Traditionally the feast of St Thomas the Apostle is celebrated on 3 July. Thomas is often referred to as ‘Doubting Thomas’. The epithet refers to one of the stories in John’s Gospel, the only one in the New Testament where he has a speaking role. In the other gospels he is simply named as one of the twelve apostles, with the suggestion that he is a twin.

In John’s Gospel, Thomas first appears shortly before Jesus’ fatal final journey to Jerusalem. When Jesus announces that he is going to Jerusalem, Thomas responds sardonically, ‘Let us go and die with him.’ After the Last Supper, he also expresses his bafflement when Jesus speaks of going away from his followers for a little time and then returning.

The exchange for which he is best remembered, though, takes place after Jesus has risen from the dead and has appeared to the disciples. Thomas is absent at the time and refuses to believe that Jesus has risen unless he can touch his wounds. When Jesus next appears to the disciples, Thomas is with them. Jesus invites him to see and touch his wounds to prove that he has risen. Thomas worships him, and Jesus praises those who have not seen but have believed. The final mention of Thomas in the Gospel of John refers to him by name with those other Apostles who agree to go fishing with Peter and so find Jesus waiting for them on the beach.

The stories of Thomas fascinated many communities in the early Church. One group used a Gospel of Thomas to explain its beliefs. The Acts of Thomas describe a mission that takes him to India, where he is martyred. He continues to be held in great respect by the Thomas Christians in Southern India.

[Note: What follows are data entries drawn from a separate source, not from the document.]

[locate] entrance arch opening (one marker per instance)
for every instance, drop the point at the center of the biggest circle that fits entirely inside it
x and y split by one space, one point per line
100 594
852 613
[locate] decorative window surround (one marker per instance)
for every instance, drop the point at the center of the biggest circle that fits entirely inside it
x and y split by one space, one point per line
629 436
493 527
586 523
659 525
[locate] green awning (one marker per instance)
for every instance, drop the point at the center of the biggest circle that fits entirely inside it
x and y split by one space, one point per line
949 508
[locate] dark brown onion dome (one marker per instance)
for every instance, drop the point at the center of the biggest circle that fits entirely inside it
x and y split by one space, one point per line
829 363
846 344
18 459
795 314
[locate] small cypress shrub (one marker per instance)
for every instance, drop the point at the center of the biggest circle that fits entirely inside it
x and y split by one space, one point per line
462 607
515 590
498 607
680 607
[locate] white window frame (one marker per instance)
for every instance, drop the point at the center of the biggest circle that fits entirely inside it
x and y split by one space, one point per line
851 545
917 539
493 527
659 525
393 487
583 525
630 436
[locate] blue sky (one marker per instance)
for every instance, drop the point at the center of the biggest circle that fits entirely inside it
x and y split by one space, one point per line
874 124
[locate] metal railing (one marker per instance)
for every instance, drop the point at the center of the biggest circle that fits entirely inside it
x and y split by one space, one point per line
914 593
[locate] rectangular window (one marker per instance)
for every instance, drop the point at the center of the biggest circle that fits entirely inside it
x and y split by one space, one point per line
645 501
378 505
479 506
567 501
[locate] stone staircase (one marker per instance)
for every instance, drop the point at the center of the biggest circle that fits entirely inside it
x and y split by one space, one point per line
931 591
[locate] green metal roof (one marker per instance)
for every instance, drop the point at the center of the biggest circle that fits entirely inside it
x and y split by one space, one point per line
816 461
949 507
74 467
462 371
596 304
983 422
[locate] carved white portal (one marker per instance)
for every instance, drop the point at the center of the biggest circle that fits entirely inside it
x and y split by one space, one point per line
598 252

In John’s Gospel, the stories of people always contain layers of meaning in which we seek the meaning of our own story. Thomas’ epithet ‘Doubting Thomas’ may lead us to think of him as a modern sceptic who won’t believe anything that is not scientifically proven. He is a plain, blunt man who won’t put up with wishful thinking and reports from credulous people. In this reading, Jesus praises those who don’t need scientific proof. When Jesus offers him proof, he is totally converted. But Jesus then praises those who believe without needing scientific proof. The doubt associated with Thomas is an intellectual doubt.

We can certainly read Thomas’ story in that way, but perhaps it cuts even deeper. Other stories in John’s Gospel present Thomas as conflicted in his decision to follow Jesus. When Jesus says he will go to Jerusalem, Thomas makes it clear he thinks it is a crazy idea and that he is not taken in by Jesus. But he still goes along. He leaves himself room to say afterwards, ‘I told you so.’ Similarly when Jesus speaks mysteriously about his disappearance through death and his return as risen, he doesn’t want to surrender to the mystery but demands to have things spelled out. Thomas does not want to be a credulous member of a group but to be his own person. He finds it hard to trust.

That reluctance to trust naturally leads him to go it alone after Jesus’ death and to react with frustrated fury when others tell him they have seen the risen Jesus. When Jesus appears to him and invites him to touch his wounds, Thomas is also invited to touch his own wounds and to respond wholeheartedly to the mystery of Jesus, who is found within the community.

John’s last mention of Thomas as one of the disciples who agreed to go fishing is significant. He no longer points out the reasons why the fish won’t bite, but is united with the community of disciples in trusting Jesus.

The story of Thomas certainly speaks to us as believers tempted to share the doubt of a secular society. It also speaks to us as followers of Jesus tempted to give up on finding him within such a shonky community. The invitation to touch wounds was a good start for him, as it may also be for us.